Came across the recipe in my Googling and it was basically nothing more than pouring Yoshida's into a smal sauce pan, adding slices of chicken and cooking.  You can let it go at a bare simmer and people can serve themselves all night out of the pot (if you are throwing a party) with hot Yoshida chicken.

I had a pack of leg quarters I am curing into some chicken pastrami (thanks Eric).
I separated the leg from the thighs, removed the skin and added 2 of the drums to some Yoshida's in a small saucepan.
I added some chipotle rub (couldn't get spicy Ypshida's and think it has an amazing flavor accompanied by a slight kick).  Also added a few slices of vidalia onion.

Sorry for the lack of pics, wasn't smoking and didn't even thin to grab the camera until the end.

I brought the Yoshida's to a boil, reduced to a simmer and let the legs go for about 45 minutes.
Couldn't really probe them in a simmering liquid.
They were done when I pulled them out, byond moist and ever so flavorful.
I actually dipped back into the Yoshida's mixture, great flavor, tender, juicy, and I just love that slight buttery aftertaste that trails off after the salt then sweetness of the Yoshida's dissipates.
Ron, thank you for turning me onto Yoshida's, damn good stuff!




I know this has nothing to do with smoked food which is why I placed it in the marinades section.

Ron, you ever have a night where you need a quick meal and don't have time for the smoker this one will definitely work.


----------



## danj (Dec 12, 2009)

WOW that looks great great job, I bet it had great taste.


----------



## ronp (Dec 13, 2009)

All I can say is *WOW!* They looked great.

Glad you liked it and I am honored to have been an inspiration to you.


----------



## meateater (Dec 13, 2009)

Looks great! I just started using it again myself, I forgot how good that stuff is and it goes a long ways.


----------



## bassman (Dec 13, 2009)

Man, that looks great!  Ron, I hadn't had any Yoshida's for years until you started talking about it here.  I did pick up another bottle a couple of days ago.  Thanks for the reminder.


----------



## beer-b-q (Dec 13, 2009)

Looks Great, another *Yoshida's* convert...


----------



## alx (Dec 13, 2009)

holy Yoshida...I have to try it for sure.Nice looking legs Jim.


----------



## ronp (Dec 13, 2009)

Were they cured, if not I'll bet they would be a bomb?


----------



## ciolli (Dec 13, 2009)

Yoshida's is awesome stuff. Marinading thin beef strips overnight and then grilling over a hot grill is great. If you like yoshida's, also try Veri Veri Teriyaki (http://soyvay.elsstore.com/). Excellent stuff, just a little thicker than yoshida's. Looks great my friend!


----------



## nwdave (Dec 20, 2009)

S-h-h-h-h, you weren't suppose to tell them about soyvay.  Costco sometimes carries the Veri Veri Teriyaki (not right at the moment, you know how they are).  Fred Meyer's and Haggens (a Regional Market, aka as Top Foods) also carry their products.  

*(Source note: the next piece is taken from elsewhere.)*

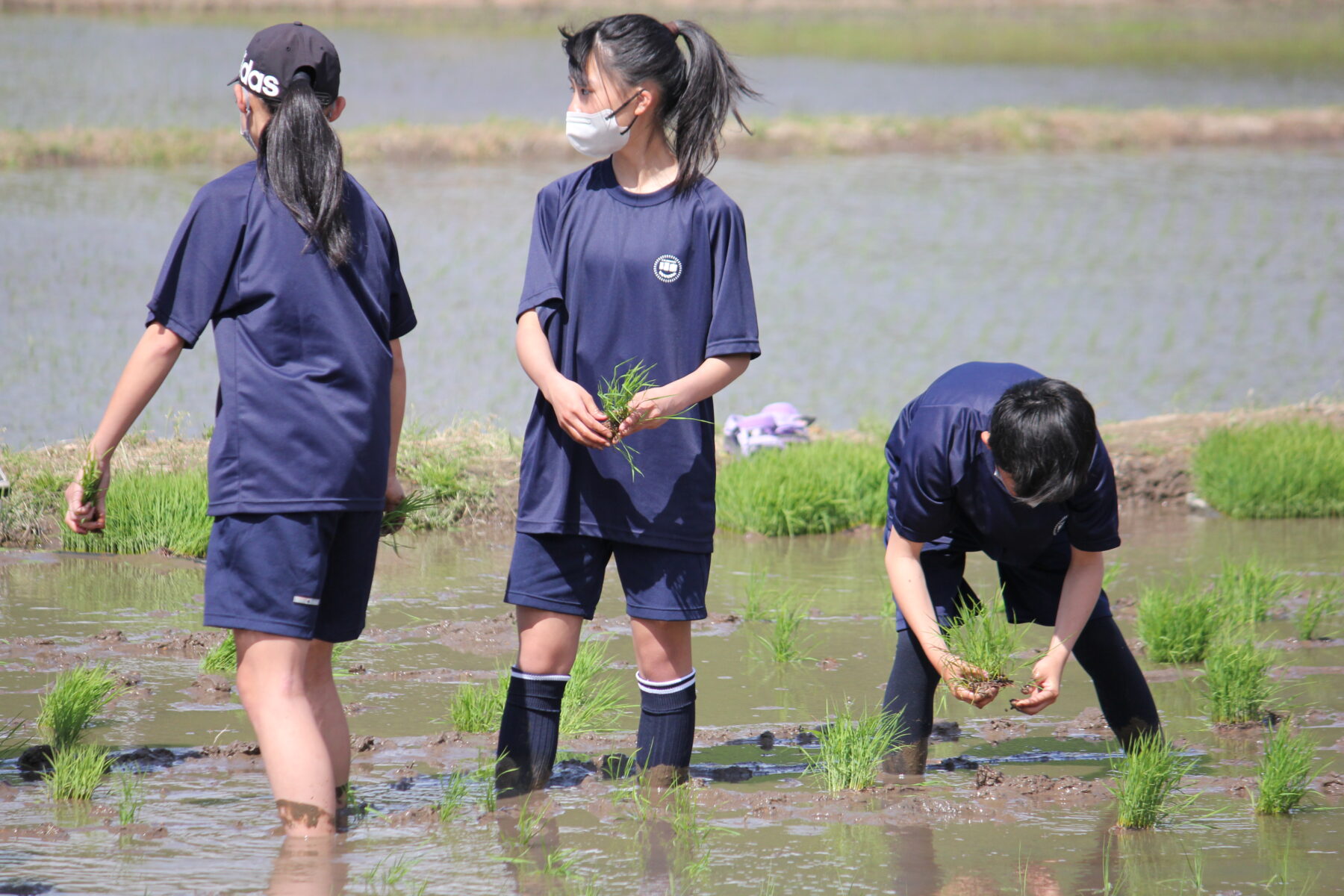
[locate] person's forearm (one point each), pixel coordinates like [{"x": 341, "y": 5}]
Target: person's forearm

Absolutely a must try item if you like Teriyaki flavoring.  This stuff is over the top.


----------



## treegje (Dec 20, 2009)

Man those look good


----------



## nwbhoss (Dec 20, 2009)

Thats what you get for trying to keep secrets!!!!!!!!


----------



## waysideranch (Dec 20, 2009)

Great looking bird.  I think you have me talked in the Yosh.  Looks to good not to try.


----------